1. Esquisse pour une étude sur « le Monde, chez Tolkien et dans l'Évangile de Jean »
Le terme de « monde » est pour le moins ambiguë, comme tu le soulignes. Mais tu parles de la bible en général, or il me semble que c’est en particulier dans l’évangile de Jean que l’on trouve cette notion récurrente du « Monde » non « Terre physique », « mais tout ce qui se tient éloigné de Dieu ». Tu précise que c’est ce monde-là dont parle Tolkien lorsqu’il écrit « fallen world » ou « evil world ». Il y va pourtant de la Terre physique dans cette Arda blessée, amputée ici d’une forêt, là-bas d’une plaine herbeuse devenue étendue de cendre après Dagor Bragollach…
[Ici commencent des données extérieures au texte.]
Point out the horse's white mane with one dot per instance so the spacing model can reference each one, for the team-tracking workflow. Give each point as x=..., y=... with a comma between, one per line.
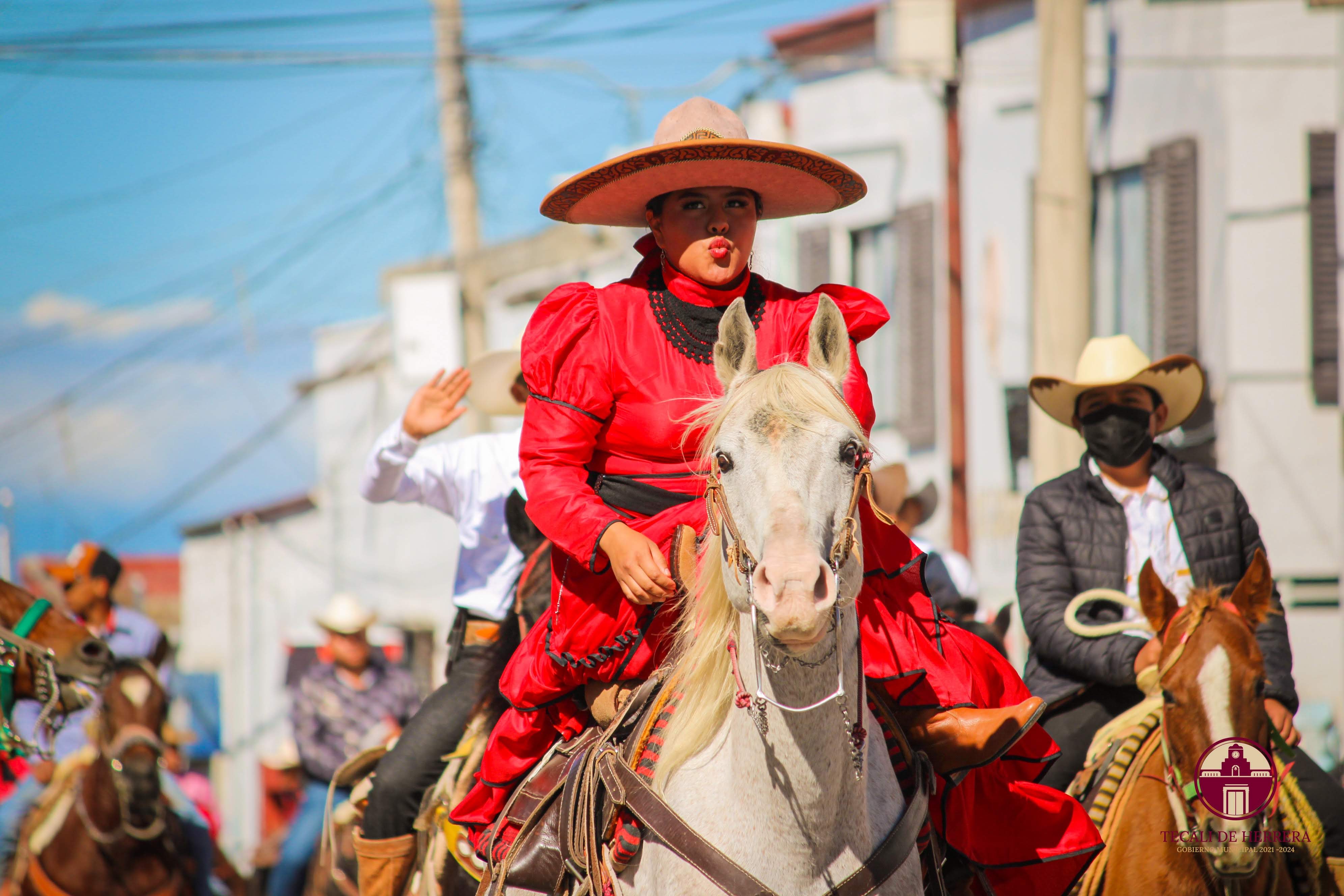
x=699, y=664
Jean utilise effectivement le mot « monde » (la majuscule n’est pas présente dans toutes les éditions de la bible) dans trois sens - selon la Bible de Jérusalem : « tantôt la terre et l’univers, tantôt le genre humain, tantôt enfin les hommes qui refusent Dieu et l’œuvre du Christ » -, mais c’est de loin le troisième sens qui me semble le plus employé. [D’ailleurs d’un point de vue personnel, l’expression choisie en Jn 17:16 est pour moi très gênante, car le drame de cette vie terrestre selon moi se situe dans le paradoxe que souligne Rimbaud - le fait que « nous ne sommes pas au monde ». Malgré la différence « au monde » / « du monde », je ne peux pas suivre Jean sur ce point : mon âme doit être dans le monde, elle ne peux vouloir le beurre et l’argent du beurre : apprécier la création divine, la Terre, en y soustrayant son âme est impossible et dans tous les cas m’apparaîtrait comme néfaste si on nous en donnais la possibilité.]
Le christianisme de Tolkien n’est pas de celui d’un refus du monde. (Je suis sûr que tu penses « mais Jean non plus ne refuse pas le monde tel que tu l’entends »)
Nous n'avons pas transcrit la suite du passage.